How do you know when a song is done? Is it ever done?

That’s a very good question. I would say it gets easier to know, the more you work that muscle and the more in tune you are with yourself and what that means to you. How broadly you’re willing to approach that question. Everything in music is really about feel, and what’s really important is how whole the essence of what you’re putting forth is.  For me it’s a very spiritual thing, rather than a literal thing. When you start to play with it, if you add a lyric here, add something there – if you get to that point where everything you’re adding is just a bit too much, you are done. When you feel like the essence and the idea is whole, hearable, perceptible, touching and the song gives you an emotion, you are done. You’re almost running towards a cliff and trying to find where the end of that cliff is. That involves your trust in yourself; that you’ll know if you’re about to fall over the cliff.

Do you like doing covers?

I do like doing covers. One of Sunflower Bean’s most streamed songs is a Neil Young cover of ‘Harvest Moon’

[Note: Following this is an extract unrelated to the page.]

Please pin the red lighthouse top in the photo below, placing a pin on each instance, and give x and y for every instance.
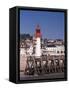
(38, 32)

What are some of your favorite covers?

Obviously, “It’s My Life”, No Doubt. And Sonic Youth covering the Carpenters’ “Superstar” A great cover is so deep because not only are you playing with melodies that people already have a relationship to, but you can also use the cultural context and the familiarity of those melodies and there’s an inherent depth. I think that’s why interpolation is such a big part of pop music right now, because much of it is already decided and that familiarity and recognition is so priceless.

What’s next for you and the band in the new year?

Sunflower Bean has just resigned to one of my absolute favorite record labels in the world, Lucky Number, out of London. They are great people with great taste and also great hearts, which can be a real challenge to find in the music industry. I feel so happy about embarking on Sunflower Bean’s next ventures with them. And there will definitely be some music coming out in 2024, and performance. I’m performing at Carnegie Hall on March 20th, a celebration of Sinéad O’Connor and Shane MacGowan which I am really excited about. I feel that 2023 was about rebuilding, and building in general, so I’m very excited for 2024 to be more front-facing and more engaging with the world.